Die von „The Footballs Supporters Federation“ ins Leben gerufene Kampagne „Safe Standing“ wird erfreulicherweise schon von einigen Klubs unterstützt. Neben vielen unterklassigen Vereinen gesellen sich auch prominentere Klubs wie Aston Villa, Swansea City, Crystal Palace, Sunderland, Leeds United oder die Wolverhampton Wanderes sowie die gesamte Schottische Premier League zu den Befürwortern. Gemeinsam mit den Supporters Clubs, darunter natürlich auch die „REDActionGooners“, kämpfen sie für Testprojekte, die als Grundlage für weitere Argumente Pro Stehplätze dienen soll.
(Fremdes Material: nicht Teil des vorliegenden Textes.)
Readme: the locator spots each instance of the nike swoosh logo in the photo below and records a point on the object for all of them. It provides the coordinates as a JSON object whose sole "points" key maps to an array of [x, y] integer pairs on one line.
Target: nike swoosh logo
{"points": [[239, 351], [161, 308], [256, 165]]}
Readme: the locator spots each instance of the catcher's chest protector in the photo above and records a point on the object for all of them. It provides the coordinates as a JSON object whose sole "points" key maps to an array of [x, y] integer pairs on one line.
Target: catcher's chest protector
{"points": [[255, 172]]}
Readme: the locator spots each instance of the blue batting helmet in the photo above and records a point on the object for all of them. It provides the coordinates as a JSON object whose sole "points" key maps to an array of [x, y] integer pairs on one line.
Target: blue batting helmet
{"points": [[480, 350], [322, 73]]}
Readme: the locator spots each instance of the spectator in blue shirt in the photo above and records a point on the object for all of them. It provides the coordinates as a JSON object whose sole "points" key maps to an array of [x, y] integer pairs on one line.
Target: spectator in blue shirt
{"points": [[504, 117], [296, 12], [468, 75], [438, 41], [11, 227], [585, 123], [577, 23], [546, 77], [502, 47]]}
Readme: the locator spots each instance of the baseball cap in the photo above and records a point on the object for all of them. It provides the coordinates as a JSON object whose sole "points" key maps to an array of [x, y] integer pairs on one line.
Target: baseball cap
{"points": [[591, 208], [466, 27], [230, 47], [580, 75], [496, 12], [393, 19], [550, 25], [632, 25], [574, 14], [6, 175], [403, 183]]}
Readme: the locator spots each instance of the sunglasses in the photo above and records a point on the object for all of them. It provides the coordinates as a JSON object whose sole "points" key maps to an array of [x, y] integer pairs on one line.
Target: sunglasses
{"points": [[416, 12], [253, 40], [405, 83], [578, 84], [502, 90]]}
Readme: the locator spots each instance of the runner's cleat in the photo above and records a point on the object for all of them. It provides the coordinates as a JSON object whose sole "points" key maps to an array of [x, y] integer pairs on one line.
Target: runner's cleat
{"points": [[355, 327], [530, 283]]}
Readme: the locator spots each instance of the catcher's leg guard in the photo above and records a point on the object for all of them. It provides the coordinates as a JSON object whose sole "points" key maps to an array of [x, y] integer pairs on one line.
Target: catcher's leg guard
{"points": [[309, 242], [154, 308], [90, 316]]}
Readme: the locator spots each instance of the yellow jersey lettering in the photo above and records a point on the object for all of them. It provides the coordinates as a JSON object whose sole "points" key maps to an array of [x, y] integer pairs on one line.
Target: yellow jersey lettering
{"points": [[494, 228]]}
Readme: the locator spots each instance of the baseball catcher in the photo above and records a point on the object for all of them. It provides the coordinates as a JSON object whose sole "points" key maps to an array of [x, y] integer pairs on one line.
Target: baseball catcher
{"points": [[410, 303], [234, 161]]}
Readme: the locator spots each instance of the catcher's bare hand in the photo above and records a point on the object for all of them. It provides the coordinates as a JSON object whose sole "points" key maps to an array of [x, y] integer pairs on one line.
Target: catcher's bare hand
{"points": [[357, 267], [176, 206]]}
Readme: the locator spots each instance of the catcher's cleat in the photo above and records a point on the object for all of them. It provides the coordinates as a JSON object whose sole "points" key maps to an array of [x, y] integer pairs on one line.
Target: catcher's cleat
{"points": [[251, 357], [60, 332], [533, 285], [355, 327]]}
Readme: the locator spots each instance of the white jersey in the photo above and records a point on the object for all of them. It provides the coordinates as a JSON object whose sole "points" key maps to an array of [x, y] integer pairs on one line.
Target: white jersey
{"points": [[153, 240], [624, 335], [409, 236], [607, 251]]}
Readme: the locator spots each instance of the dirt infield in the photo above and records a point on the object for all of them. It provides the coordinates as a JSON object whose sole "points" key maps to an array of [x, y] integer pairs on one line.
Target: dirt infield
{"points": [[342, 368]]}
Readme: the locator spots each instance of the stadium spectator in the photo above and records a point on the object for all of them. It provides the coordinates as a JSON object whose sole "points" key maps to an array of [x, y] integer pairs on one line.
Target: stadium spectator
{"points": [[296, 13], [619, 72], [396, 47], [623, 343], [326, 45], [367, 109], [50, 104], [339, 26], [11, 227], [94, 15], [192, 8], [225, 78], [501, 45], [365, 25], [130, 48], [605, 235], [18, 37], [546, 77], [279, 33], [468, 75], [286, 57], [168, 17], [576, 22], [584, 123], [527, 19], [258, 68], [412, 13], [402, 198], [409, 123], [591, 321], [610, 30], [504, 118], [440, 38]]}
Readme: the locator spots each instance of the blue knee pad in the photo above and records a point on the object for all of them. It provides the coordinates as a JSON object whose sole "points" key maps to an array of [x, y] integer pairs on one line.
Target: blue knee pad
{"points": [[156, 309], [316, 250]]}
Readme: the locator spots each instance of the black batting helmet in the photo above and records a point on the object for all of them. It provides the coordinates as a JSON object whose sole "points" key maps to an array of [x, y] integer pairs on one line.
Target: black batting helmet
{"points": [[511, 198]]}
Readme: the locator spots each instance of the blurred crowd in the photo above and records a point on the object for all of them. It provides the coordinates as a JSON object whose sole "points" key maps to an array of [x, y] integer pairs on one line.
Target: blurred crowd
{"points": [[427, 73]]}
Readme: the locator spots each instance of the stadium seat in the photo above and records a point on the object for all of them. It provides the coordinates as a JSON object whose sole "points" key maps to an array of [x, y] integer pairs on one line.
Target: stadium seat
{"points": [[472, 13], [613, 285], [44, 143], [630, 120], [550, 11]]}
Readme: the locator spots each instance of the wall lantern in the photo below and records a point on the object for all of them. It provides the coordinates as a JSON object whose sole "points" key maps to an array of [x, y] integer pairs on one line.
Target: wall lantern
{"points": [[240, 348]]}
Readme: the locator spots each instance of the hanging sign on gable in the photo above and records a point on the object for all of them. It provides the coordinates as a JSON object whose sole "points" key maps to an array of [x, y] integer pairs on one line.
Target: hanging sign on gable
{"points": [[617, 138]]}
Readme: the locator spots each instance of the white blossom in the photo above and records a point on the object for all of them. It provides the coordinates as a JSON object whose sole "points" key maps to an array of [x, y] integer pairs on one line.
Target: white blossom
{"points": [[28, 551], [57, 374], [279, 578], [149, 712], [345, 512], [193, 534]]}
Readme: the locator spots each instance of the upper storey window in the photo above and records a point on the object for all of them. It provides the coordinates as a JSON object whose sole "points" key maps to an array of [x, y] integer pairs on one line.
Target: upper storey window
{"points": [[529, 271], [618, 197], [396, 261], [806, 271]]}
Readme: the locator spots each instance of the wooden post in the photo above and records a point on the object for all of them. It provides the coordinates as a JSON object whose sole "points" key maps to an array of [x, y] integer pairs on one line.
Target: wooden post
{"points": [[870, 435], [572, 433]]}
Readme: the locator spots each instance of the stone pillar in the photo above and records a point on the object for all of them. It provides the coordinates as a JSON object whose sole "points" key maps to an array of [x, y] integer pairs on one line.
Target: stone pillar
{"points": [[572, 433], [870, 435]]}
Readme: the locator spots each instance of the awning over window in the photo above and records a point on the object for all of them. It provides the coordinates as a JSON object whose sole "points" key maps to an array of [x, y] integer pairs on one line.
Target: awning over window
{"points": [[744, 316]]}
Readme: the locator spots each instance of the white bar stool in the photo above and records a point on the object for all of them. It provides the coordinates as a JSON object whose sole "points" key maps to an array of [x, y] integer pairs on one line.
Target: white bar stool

Auch in der Politik wächst die Unterstützung für die Rückkehr der Stehplätze, was durchaus berechtigte Hoffnung schürt, dass mittel- bis langfristig in englischen Stadien wieder gestanden werden darf.

Die Fans und eine breite Öffentlichkeit haben die Zeichen der Zeit in England erkannt. Viel wichtiger wäre es allerdings noch, wenn auch die Verantwortlichen eines jeden Klubs endlich realisieren würden, dass auch der größte TV-Deal ohne Fans nichts mehr wert ist.